We are confident that we will be able to submit most of this work for publication by the end of this year, and that this work along with the publication of the short telomere studies will put us in a strong position to apply for funding from the NIH and other granting agencies. In addition, pinpointing exactly which proteins are affected in SIOD may lead to potential therapeutic approaches to overcome the effects of these protein deficiencies.
Thank You for Putting Your Faith in Us
There are so many reasons why the lab owes the success of the exciting research we are conducting for you. Incredibly, you have given more than $1.3 million towards SIOD research. In addition, because of your extraordinary efforts to raise awareness about SIOD, we have heard from families not only in the United States (Oregon, San Diego, Texas, New Jersey, Michigan, and Nebraska) but also in France, Germany, Iran, and China. And it is purely the existence of the Kruzn for Kure Foundation that so many patient families have connected with us. I cannot overstate the impact your advocacy has made not only for our research but for the patient community in general. With such a rare disease it is so hard to get people connected and involved. As you know, we are updating a clinical and research registry of all SIOD patients that was originally started by Dr. Boerkoel. We believe that this registry is of major importance in establishing improved outcomes of patients with SIOD and are grateful for your support of this critical activity.

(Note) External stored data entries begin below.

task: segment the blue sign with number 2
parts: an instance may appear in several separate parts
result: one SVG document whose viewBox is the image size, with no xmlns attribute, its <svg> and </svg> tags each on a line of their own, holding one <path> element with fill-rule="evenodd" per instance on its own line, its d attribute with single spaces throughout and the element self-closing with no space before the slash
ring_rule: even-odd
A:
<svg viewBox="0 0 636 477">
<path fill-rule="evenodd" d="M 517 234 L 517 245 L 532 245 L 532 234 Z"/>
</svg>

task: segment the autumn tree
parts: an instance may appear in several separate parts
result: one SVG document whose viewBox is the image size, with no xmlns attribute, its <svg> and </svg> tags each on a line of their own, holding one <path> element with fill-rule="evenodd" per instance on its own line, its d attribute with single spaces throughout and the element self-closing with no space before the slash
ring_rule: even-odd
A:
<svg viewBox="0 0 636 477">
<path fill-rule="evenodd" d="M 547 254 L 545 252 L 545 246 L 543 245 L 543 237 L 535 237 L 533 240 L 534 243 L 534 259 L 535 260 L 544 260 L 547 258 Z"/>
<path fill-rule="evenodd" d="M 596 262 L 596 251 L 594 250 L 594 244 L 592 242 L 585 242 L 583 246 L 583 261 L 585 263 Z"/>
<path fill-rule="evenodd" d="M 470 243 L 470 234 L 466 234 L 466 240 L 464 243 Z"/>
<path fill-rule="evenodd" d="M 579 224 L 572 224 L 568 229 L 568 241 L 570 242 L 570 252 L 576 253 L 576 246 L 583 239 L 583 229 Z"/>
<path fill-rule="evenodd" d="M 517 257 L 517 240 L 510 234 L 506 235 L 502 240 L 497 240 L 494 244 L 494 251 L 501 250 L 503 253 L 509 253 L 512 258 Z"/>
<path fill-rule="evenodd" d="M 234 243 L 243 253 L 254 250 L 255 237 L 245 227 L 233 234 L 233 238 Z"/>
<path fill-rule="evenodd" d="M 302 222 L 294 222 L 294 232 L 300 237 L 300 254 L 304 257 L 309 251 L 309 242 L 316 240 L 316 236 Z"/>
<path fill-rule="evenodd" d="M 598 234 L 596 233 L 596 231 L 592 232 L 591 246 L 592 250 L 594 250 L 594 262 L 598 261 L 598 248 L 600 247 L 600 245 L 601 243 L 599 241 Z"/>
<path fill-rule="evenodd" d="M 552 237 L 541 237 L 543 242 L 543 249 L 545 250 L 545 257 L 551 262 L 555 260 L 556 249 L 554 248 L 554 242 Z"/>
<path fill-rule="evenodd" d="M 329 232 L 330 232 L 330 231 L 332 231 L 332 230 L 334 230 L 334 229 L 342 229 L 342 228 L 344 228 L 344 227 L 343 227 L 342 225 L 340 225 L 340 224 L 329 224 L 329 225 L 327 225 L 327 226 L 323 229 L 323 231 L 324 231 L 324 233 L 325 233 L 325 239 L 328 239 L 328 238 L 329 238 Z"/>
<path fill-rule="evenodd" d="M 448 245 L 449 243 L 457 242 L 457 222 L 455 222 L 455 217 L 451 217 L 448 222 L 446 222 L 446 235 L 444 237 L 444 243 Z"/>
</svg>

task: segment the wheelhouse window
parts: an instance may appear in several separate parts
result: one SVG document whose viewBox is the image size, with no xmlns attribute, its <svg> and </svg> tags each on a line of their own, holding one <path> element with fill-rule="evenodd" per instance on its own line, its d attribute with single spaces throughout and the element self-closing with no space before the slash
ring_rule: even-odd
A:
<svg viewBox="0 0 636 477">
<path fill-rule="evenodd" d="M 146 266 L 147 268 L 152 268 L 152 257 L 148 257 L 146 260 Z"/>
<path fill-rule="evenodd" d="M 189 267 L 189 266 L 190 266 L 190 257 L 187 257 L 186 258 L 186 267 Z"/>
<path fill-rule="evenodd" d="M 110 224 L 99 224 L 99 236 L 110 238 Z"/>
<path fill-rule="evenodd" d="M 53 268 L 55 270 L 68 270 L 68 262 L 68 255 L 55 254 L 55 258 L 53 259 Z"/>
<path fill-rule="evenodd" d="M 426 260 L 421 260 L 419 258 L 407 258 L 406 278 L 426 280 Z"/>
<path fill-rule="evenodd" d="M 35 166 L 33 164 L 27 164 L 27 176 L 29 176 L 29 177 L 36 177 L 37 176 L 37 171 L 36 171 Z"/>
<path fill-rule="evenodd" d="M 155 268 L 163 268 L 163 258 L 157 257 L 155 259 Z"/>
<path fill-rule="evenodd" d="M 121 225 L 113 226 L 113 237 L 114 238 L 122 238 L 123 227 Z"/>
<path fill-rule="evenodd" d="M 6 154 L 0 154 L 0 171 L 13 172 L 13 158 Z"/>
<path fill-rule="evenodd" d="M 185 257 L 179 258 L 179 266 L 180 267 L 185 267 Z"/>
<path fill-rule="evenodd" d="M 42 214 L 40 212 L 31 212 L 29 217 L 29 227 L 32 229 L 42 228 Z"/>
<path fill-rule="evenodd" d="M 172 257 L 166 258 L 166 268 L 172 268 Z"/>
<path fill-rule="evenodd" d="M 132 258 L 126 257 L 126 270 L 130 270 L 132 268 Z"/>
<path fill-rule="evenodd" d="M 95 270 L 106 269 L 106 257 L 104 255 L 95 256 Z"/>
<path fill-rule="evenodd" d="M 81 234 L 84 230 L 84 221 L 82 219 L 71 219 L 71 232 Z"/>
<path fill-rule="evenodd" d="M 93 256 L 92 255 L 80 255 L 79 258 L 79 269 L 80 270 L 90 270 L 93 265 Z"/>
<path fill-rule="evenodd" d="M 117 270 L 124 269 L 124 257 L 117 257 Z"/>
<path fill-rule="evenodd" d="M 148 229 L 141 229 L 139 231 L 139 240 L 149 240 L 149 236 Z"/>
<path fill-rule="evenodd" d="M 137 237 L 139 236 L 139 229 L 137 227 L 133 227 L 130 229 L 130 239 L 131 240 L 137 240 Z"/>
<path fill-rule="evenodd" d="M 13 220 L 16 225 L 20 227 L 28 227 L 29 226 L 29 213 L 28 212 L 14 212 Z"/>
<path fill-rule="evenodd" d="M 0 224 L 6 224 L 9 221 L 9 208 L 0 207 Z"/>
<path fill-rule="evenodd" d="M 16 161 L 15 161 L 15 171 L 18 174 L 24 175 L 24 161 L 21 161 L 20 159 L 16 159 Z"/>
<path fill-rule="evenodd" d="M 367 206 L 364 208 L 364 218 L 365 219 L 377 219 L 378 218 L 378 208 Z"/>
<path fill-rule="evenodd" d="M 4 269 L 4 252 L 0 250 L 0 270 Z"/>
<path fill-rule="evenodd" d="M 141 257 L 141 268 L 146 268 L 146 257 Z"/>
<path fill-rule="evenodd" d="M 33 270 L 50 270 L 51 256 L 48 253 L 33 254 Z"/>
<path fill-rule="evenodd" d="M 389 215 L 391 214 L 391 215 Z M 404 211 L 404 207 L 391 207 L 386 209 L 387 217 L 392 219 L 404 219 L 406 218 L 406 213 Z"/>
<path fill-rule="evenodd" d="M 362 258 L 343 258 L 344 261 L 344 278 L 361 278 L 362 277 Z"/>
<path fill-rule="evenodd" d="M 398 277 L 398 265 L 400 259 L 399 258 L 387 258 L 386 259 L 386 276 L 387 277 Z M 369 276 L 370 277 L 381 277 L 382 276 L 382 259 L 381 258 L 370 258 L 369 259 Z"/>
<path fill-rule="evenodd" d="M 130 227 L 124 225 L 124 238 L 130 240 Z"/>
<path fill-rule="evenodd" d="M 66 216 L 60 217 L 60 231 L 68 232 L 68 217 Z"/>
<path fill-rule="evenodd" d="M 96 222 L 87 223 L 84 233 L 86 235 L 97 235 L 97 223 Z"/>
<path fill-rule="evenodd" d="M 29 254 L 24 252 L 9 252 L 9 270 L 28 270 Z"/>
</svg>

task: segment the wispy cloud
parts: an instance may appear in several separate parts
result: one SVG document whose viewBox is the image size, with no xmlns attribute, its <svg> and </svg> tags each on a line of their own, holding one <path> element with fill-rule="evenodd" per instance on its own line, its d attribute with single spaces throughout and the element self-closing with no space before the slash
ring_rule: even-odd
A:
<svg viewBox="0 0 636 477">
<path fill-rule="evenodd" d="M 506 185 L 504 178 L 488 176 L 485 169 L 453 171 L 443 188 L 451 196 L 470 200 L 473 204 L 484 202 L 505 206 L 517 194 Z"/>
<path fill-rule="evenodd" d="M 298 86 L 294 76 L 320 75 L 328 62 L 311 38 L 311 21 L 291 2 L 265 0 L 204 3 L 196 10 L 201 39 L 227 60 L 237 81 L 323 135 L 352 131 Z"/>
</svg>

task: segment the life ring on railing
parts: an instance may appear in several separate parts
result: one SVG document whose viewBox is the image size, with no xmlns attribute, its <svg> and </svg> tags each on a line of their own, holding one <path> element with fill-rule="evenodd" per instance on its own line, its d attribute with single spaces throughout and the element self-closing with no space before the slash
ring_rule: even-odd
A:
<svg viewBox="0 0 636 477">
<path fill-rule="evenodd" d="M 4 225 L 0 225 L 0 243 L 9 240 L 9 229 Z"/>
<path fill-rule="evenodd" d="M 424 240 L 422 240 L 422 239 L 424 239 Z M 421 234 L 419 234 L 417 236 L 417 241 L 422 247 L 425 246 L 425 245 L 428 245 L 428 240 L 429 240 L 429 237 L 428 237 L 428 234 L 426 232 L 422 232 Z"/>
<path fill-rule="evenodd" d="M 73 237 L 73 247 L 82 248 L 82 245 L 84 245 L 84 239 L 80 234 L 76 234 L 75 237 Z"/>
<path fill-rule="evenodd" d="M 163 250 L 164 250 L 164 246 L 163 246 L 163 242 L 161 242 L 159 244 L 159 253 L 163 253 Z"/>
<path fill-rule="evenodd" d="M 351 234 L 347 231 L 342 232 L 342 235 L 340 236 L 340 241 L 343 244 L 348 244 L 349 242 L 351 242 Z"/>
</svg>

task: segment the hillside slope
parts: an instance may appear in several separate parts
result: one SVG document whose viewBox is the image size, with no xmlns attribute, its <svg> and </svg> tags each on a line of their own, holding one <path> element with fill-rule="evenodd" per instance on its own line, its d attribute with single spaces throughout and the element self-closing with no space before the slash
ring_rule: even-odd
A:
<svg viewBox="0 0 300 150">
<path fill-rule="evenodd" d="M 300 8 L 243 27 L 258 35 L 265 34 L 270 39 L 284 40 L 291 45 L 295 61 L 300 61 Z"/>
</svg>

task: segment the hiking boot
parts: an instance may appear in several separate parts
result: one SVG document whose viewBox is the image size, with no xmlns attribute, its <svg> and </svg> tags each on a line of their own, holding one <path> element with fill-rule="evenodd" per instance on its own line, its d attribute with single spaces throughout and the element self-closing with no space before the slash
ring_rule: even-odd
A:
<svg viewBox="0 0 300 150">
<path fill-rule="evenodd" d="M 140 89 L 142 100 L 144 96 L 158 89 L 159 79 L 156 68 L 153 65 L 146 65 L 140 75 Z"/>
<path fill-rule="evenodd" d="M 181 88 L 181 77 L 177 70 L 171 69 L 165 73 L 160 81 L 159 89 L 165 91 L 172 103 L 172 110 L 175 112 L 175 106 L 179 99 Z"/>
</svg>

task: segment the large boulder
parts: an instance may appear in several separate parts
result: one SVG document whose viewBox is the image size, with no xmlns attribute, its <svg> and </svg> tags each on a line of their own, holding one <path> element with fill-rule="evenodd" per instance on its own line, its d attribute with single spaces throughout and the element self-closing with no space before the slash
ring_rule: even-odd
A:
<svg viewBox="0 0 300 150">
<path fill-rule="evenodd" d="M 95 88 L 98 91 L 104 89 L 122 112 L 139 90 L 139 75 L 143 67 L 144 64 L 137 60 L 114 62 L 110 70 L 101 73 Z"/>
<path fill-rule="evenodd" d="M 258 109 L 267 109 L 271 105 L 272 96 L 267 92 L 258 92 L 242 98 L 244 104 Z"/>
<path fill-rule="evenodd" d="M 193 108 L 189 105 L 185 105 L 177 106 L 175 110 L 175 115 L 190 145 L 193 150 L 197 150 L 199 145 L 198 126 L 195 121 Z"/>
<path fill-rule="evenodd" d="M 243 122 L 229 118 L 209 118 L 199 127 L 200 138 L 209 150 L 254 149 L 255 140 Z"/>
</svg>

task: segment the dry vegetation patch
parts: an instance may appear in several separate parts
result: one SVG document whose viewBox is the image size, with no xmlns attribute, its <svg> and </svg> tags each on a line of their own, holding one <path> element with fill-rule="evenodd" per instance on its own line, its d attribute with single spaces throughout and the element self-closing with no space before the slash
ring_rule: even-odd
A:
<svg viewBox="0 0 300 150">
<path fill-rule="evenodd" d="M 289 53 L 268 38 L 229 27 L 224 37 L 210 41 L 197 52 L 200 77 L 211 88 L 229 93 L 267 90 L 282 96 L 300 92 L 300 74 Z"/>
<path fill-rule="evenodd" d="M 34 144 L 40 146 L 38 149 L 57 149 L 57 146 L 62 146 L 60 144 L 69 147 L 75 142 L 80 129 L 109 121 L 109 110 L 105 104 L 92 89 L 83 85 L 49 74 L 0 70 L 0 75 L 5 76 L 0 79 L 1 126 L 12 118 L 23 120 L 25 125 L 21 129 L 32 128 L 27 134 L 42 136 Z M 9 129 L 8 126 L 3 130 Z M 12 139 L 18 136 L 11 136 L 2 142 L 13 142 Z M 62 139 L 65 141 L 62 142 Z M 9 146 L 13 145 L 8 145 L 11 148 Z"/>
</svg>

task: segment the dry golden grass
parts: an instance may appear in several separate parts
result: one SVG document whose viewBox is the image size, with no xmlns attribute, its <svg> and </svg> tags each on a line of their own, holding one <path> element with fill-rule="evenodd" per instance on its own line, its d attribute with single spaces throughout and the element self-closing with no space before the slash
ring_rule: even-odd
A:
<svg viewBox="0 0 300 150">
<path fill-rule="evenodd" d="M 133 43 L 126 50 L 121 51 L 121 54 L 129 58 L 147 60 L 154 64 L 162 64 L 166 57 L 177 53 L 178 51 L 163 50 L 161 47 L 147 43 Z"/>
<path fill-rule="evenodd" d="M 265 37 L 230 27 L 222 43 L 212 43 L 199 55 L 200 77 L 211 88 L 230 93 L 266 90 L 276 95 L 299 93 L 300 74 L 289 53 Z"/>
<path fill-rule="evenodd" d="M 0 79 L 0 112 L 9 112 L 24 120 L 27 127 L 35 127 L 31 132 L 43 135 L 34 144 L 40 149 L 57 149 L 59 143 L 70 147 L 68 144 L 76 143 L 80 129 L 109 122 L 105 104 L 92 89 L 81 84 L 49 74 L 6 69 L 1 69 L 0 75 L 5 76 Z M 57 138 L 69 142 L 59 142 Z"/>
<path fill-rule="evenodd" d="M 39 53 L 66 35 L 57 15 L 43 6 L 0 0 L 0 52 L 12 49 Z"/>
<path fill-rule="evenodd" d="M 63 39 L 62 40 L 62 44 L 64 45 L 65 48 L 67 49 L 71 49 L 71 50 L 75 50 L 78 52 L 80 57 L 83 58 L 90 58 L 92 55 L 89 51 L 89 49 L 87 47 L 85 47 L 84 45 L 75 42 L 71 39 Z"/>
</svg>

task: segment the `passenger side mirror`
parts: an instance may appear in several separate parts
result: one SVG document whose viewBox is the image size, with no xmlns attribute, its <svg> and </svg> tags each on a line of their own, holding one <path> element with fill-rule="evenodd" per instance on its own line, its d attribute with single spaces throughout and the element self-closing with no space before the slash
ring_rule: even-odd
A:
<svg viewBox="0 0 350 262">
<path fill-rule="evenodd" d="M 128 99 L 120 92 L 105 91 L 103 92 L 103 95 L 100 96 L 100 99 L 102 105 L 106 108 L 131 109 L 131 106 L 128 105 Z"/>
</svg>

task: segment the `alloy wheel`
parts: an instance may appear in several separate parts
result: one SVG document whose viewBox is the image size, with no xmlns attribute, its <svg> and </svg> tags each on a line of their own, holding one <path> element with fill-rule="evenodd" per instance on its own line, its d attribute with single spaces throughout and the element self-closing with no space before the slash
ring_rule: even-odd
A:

I also want to especially thank all of the amazing donors in Muscle Shoals and elsewhere who support the Kruzn for a Kure Foundation. Jessica and Kyle, I’m awed by your commitment, tenacity, and strength in getting this all together! It’s all because you asked us what is necessary to find a way to help these kids and then went out and built the Foundation from scratch. I am immensely grateful that you have put your faith in me and my lab and Dr. Bertaina to do this important work.